Ne bénéficiant malheureusement que de peu de visibilité, Jewly continue avec son nouvel album, Rebellion, à défendre un rock musclé et engagé, dans la grande tradition des années 70 : une musique dont la France de 2024 a bien besoin…
« Citoyen, politique, entreprise, au fond de l’asile / Qui supervise la nonchalance et la haine, acides, invasives ? » (Rébellion)
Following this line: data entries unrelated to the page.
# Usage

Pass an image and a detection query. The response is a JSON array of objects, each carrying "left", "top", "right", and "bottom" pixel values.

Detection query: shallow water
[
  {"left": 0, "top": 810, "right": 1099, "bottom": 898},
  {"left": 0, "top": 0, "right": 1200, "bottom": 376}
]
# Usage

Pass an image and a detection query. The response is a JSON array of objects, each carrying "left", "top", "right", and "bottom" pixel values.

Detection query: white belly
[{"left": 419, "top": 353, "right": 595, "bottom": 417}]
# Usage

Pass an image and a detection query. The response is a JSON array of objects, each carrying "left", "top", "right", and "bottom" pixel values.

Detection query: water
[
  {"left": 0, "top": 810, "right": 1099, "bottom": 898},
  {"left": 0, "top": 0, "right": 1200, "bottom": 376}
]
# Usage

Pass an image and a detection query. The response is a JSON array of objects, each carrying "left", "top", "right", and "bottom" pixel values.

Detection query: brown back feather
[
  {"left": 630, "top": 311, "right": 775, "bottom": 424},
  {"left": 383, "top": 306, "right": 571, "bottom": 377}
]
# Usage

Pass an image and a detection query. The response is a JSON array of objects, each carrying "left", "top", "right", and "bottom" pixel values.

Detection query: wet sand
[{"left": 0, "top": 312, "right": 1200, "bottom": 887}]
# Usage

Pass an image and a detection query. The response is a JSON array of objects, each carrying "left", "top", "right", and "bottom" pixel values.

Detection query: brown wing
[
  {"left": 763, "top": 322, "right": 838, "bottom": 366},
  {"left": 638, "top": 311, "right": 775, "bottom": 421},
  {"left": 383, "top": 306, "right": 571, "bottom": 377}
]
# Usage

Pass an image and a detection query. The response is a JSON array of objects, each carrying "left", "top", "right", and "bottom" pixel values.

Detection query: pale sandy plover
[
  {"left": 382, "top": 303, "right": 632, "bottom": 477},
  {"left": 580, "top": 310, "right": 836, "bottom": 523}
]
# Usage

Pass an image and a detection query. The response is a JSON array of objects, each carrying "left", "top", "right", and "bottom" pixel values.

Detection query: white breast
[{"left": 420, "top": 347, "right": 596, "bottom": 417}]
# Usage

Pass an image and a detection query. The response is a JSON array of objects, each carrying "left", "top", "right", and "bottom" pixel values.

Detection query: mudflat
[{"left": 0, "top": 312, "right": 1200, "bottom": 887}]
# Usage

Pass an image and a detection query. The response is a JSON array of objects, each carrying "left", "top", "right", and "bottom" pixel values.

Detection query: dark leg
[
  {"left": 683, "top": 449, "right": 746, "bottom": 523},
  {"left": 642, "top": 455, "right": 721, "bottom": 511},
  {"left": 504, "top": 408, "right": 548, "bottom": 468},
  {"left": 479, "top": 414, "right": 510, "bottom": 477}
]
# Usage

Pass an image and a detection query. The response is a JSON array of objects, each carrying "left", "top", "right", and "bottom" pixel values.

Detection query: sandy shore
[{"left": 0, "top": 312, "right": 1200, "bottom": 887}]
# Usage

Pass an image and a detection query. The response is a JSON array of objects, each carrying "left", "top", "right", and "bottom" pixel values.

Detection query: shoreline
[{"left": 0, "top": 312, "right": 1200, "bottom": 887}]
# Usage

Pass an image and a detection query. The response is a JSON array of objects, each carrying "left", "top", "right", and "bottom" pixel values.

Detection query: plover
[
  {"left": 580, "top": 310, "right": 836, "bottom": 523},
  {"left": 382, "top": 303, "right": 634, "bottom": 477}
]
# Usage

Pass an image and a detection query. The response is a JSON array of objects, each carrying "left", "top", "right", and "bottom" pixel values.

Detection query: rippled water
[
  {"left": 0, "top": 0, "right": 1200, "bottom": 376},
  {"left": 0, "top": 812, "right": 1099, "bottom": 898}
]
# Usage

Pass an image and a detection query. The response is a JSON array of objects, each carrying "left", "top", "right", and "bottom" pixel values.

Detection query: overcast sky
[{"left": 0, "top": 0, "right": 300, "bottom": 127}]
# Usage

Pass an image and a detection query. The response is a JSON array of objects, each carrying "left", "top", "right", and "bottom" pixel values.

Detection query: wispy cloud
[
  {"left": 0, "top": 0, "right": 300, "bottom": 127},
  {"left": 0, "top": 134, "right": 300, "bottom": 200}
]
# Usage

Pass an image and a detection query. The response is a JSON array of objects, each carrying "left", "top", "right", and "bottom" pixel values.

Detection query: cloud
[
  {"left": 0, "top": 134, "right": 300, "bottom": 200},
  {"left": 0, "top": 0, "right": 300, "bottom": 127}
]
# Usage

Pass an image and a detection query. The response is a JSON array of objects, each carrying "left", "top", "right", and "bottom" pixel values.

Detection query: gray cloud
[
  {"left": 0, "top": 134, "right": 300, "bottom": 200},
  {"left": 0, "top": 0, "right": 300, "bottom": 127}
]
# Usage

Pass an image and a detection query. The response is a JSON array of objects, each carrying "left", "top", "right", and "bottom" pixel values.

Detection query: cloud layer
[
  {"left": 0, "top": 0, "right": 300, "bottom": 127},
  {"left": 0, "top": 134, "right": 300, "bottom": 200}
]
Il est désormais difficile d’imaginer une époque où la contestation sociale et le discours politique étaient des composants essentiels du Rock, tant aujourd’hui ce qui reste de cette musique se concentre, au mieux, sur des démarches purement « artistiques » (quoi que ce soit que signifie l’Art quand il est divorcé de la Société), ou, dans la plupart des cas, sur des considérations individuelles, personnelles (mes histoires de cœur, mes histoires de sexe, mes troubles psychologiques, mes doutes existentiels, mes crises identitaires, etc. – MOI, MOI, MOI et encore MOI !). Aujourd’hui, ce rôle de « poil à gratter » (au minimum) ou de porteur de changement (au mieux, même si tout le monde ne peut évidemment pas être Bob Dylan ou Bob Marley), dans une société qui transforme tout en marchandise, semble être quasiment totalement annexé par le Rap… Ce qui fait certes sens, étant donné l’origine sociale de bien des rappeurs, mais restreint néanmoins le discours porté à un certain nombre de thématiques.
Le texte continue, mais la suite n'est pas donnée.